A day after the world's richest person Jeff Bezos announced fresh $1 billion investment in India, Union Commerce and Industry Minister Piyush Goyal on Thursday said his firm Amazon was not doing a favour to the country by the investments and questioned how the online retailing major could incur such "big" losses but for its predatory pricing.
Goyal, who has not yet given Bezos an audience, said e-commerce companies have to follow Indian rules in letter and spirit and not find loopholes to make a back-door entry into multi-brand retail segment. It has been speculated that both Goyal and PM Modi were not meeting Bezos not just because Amazon faces protests from traders in India, but also because the government was unhappy with the Washington Post's criticism of the government. Bezos is the main investor of Washington Post.
India does not allow foreign investment beyond 49% in multi-brand retailing and has not yet approved any application of overseas retailers.
"They (Amazon) may have put in a billion dollars but if they make a loss of a billion dollars every year, then jolly well will have to finance that billion dollars.
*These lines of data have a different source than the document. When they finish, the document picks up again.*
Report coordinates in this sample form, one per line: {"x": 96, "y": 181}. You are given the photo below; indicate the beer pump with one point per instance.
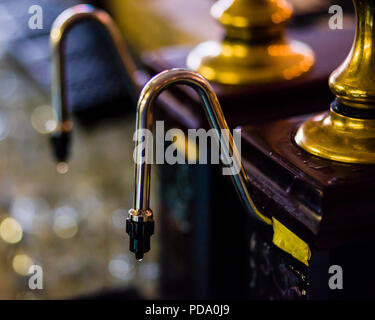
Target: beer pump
{"x": 140, "y": 223}
{"x": 61, "y": 137}
{"x": 255, "y": 49}
{"x": 346, "y": 132}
So, it is not as if they are doing a favour to India when they invest a billion dollars," he said at the Raisina Dialogue here.
The $1 billion investment by Amazon.com to help bring small and medium businesses online is on the top of USD 5.5 billion funding it had previously announced.
The minister wondered why an e-commerce marketplace model, where a firm provides an IT platform for buyers and sellers, incurring huge losses adding that it needs to be looked upon.
"They are investing money over the last few years also in warehousing and certain other activities, which is welcome and good. But if they are bringing in money largely to finance losses and those losses in an e-commerce marketplace model," Goyal said.
He added that in a fair marketplace model in a turnover of $10 billion dollars, if a company is incurring loss of billion dollars, it "certainly raises questions, where the loss came from".
Goyal said that how can a marketplace make such a big loss unless they are indulging in "predatory pricing or some unfair trade practices".
"These are real questions which need answers and I am sure the authorities who are looking at it seek those answers and I am sure the e-commerce companies will have their say on that," he said.
Fair trade regulator CCI (Competition Commission of India) has recently ordered a probe against e-commerce majors Flipkart and Amazon for alleged malpractices, including deep discounting and tie-ups with preferred sellers on their platforms.
The minister added that India allows foreign investments in e-commerce marketplace model and in this model buyers and sellers are free to trade, but the marketplace player cannot own the inventory, or they cannot determine prices.
There are several established market rules for an e-commerce marketplace business in India and "I think as long as everybody follows these rules, we very much welcome e-commerce into India," he added.
Further, he said that India has strict rules for FDI in multi-brand retail trading and anybody who tries to use the e-commerce marketplace model to get into the multi-brand retail space surreptitiously will have to be questioned and investigated.
"Whether they are doing that or not is a matter of the investigators to decide...whatever (would be their) findings, that should be respected by everybody," Goyal said.
He reiterated that investors have to follow the laws in letter and spirit and do not try to find loopholes within the defined letter of the law.